Caucuses rarely if at all vote directly for national convention delegates (I'm going to hedge here a bit because I don't know the ins and outs of every states rules.) Generally speaking, they choose delegates to a state convention, which in turn chooses delegates to the national convention. In some states I think there are even intervening county conventions.Yeah, like Texas. I know that because my son Chris is a county delegate — he's for Hillary — as was just about everyone else that didn't sign in and walk right out on caucus night. Read his description of the chaotic process that got these people chosen on this post of mine.
Back to Josh:
[U]nlike in primaries where the delegates really get picked on primary night, that's not what happens with caucuses. When you have a caucus in state such-and-such and they say Obama got X number of delegates, that's just an estimate. He doesn't really have them yet. What it really means is that he got X number of delegates and if they all go to the state convention and vote for Obama then he'll get the estimated number of delegates, or something very close to that number.Kos has more.

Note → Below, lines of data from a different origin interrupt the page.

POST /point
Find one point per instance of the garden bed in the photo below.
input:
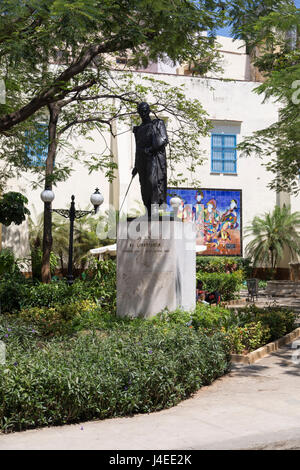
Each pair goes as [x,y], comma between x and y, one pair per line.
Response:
[263,351]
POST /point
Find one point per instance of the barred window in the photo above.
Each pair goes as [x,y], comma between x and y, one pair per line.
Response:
[223,153]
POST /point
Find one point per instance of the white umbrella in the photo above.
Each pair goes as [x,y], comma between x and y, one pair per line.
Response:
[111,249]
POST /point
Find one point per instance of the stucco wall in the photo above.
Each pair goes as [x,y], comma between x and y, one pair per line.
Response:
[230,104]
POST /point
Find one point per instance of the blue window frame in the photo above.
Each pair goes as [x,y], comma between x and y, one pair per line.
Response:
[37,151]
[223,153]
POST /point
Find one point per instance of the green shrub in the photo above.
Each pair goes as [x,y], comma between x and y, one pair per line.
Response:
[130,370]
[63,319]
[212,317]
[223,264]
[228,285]
[248,338]
[36,263]
[280,321]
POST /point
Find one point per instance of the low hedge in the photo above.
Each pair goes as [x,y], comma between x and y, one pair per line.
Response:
[224,264]
[134,369]
[280,321]
[228,285]
[16,292]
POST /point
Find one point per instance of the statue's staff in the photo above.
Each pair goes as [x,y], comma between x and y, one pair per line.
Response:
[126,194]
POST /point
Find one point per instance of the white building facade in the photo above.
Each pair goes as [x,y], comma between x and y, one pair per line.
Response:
[235,110]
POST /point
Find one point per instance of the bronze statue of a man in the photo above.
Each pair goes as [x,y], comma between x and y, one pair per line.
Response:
[150,158]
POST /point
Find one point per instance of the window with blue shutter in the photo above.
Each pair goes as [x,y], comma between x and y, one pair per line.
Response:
[223,153]
[37,149]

The point is that there's a lot of potential haggling and funny-business possible between what's actually set in stone now and what people are expecting come convention time....
[W]ay down at the county convention level we're talking really big numbers of delegates. You don't know these people quite as well. Some of them may be new to politics. You've got to be certain they all show up at the different conventions... [I]f at any point one campaign or another can't manage or control their delegates, they can lose some national delegates.
It's going to get uglier. I hope when it's all over, the ridiculous caucus system is abandoned.